The acquisition will improve Konecranes’ position as a focused global leader in the industrial lifting and port solutions market. Konecranes will achieve substantial growth opportunities in the service business, which is already a stronghold of the company in southern Africa. Konecranes has a long history of conducting routine service inspections, repairs and refurbishment of Demag cranes.
In South Africa the merger also extends to the Wolff Cranes brand which was acquired by Demag in the late 1980’s. In terms of the port material segment, it includes handling technology with a broad range of manual, semi-automated solutions under the Gottwald and Noell brands.
“We are extremely proud to combine forces with Demag. We want to provide a home for Demag and Port Solutions, from which these businesses can grow and become stronger as part of our joint organisation. The acquisition makes it possible for us to realise a long list of synergies between our two companies. We will be one technology company, ready to create the next generation of lifting,” says Knut Stewen, Konecranes’ managing director Southern African Countries and vice president head of Region Africa.

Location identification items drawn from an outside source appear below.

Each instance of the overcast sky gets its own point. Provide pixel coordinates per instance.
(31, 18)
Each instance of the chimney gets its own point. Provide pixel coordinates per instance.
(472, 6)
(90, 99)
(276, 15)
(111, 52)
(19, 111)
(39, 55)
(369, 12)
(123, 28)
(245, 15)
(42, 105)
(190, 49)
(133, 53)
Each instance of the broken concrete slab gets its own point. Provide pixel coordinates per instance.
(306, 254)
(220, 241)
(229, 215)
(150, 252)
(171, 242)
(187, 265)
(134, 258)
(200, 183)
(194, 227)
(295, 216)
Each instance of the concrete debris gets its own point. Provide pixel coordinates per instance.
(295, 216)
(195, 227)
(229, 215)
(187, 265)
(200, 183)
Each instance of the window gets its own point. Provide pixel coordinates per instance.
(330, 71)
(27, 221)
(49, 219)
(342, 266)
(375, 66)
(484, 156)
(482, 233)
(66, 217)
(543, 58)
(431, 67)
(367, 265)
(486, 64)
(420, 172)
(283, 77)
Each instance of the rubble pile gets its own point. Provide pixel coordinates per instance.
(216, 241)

This was echoed by John Haarhoff, managing director of Demag MHPS. “We strongly believe that in the long term, the sharing of combined technology will allow the two businesses to develop solutions that will further improve the productivity and safety of the Demag, Wolff and Konecranes. We aim together to excel at providing the services our customers require”.
In a first joint team effort, the Demag/Konecranes team signed a three-year service and maintenance contract for Arcellor Mittal Saldanha Steel Mill which will require a supervisor and four technical teams on site.

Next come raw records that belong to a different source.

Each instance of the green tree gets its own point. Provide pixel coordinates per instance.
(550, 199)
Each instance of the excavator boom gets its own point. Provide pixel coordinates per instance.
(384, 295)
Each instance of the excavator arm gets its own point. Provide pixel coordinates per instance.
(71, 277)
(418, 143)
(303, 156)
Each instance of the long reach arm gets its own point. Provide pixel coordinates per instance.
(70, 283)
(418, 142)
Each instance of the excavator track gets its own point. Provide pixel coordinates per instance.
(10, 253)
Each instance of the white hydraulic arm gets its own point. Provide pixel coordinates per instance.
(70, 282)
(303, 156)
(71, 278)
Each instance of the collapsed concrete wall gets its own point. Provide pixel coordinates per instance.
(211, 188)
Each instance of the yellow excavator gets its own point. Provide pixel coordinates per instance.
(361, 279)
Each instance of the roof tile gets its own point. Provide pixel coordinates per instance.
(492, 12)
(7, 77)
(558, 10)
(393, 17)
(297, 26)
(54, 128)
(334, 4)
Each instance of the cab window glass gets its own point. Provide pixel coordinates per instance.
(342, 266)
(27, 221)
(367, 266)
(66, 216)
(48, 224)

“Konecranes is well prepared to deliver expected synergies based on the extensive integration planning work carried out jointly with Demag over recent months. Of the total of €140 million per annum synergies targeted within three years, €35 million is expected to be implemented within 12 months from January 1, 2017, from which date the MHPS acquisition is deemed effective from a financial point of view. Overall, synergies will come from procurement, operations and SG&A. One-time implementation expenses are expected to be €130 million, with €60 million of capex expected. In addition, dynamic synergies related to new opportunities in global service operations are expected to lead to significant earnings growth,” explains Miikka Kinnunen, vice president, Investor Relations.
The consideration for the Demag business is $595 million and €200 million in cash and 19 600 000 new class B shares. Pursuant to the Stock and Asset Purchase Agreement dated May 16, 2016 (the “SAPA”), the final cash consideration is subject to post-closing adjustments for cash, debt, working capital and the closing of the sale of the STAHL CraneSystems business. The final number of class B shares may be subject to certain adjustments in accordance with the SAPA.